Неожиданно развеселившись, Зуев принялся расталкивать друга, а тот молча пыхтел, тужился встать и все время плевался. Выглядел Шувалов страшно: две трети лица его были покрыты засохшей коркой глины, а на оставшейся трети кожа была серо-голубой. На этом фоне бессмысленные глаза, обрамленные тяжелыми, опухшими веками, казались нарисованными. Шувалов даже не плевался. Он выдувал из себя сухие комочки глины, и было понятно, почему он не может говорить.
– Что это ты, всю ночь могильную глину жрал? – раскачивая Шувалова, спросил Зуев. – Смотри, полхолма осталось. Эдак ты сегодня к вечеру до мертвеца добрался бы. – Зуев помог Шувалову согнуть руку в локте, затем другую. – А чего это ты всухомятку? – веселился Зуев. – Вон луж сколько – пей не хочу. Вставай, вставай, – торопил Зуев друга. – Пойдем. Я недалеко от вокзала гору щебенки видел. Там и позавтракаешь.

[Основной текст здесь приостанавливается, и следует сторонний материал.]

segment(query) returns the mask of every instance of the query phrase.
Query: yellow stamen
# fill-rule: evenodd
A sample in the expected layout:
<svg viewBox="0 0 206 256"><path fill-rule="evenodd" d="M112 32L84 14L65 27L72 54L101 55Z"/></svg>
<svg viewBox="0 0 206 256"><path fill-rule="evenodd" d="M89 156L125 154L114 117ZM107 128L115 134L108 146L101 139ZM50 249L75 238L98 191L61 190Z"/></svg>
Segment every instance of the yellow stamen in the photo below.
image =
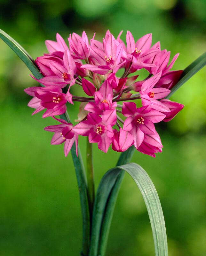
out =
<svg viewBox="0 0 206 256"><path fill-rule="evenodd" d="M137 47L136 47L135 48L135 53L136 54L138 54L138 53L140 53L141 52L142 52L142 51L141 50L138 50Z"/></svg>

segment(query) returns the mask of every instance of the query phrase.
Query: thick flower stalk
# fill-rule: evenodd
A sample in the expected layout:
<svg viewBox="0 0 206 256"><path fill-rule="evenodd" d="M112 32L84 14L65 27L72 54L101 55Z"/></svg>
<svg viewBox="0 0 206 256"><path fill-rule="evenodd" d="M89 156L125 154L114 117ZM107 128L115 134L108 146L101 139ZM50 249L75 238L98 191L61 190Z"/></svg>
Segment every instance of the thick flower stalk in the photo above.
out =
<svg viewBox="0 0 206 256"><path fill-rule="evenodd" d="M54 133L52 144L65 143L66 156L75 142L78 154L80 135L105 153L111 145L119 152L133 145L155 157L163 147L155 124L170 121L184 107L164 99L182 72L170 70L178 53L169 64L170 52L161 50L159 42L152 45L151 34L135 42L128 31L125 45L121 34L116 39L108 30L100 42L95 33L89 42L84 31L81 36L74 33L69 46L57 34L56 42L46 41L49 53L36 60L44 76L37 81L44 87L25 89L33 97L28 106L35 109L33 114L45 110L43 117L58 122L45 130ZM137 81L132 74L143 68L148 76ZM82 87L83 97L72 94L75 85ZM78 123L55 117L76 101L83 102L85 113Z"/></svg>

Взгляд Шувалова постепенно делался осмысленным. Зуев поставил его на четвереньки и начал отчаянно разминать друга.
– Сейчас я из тебя быстро сделаю человека. Это ты от земли отяжелел. Земля – она не водка, брюхо оттягивает.
Еще минут через десять Шувалову удалось подняться на ноги, а когда он поднялся, то даже сказал какое-то слово, которое Зуев не понял. Слово это состояло из одних согласных, что-то вроде "дрмхрр".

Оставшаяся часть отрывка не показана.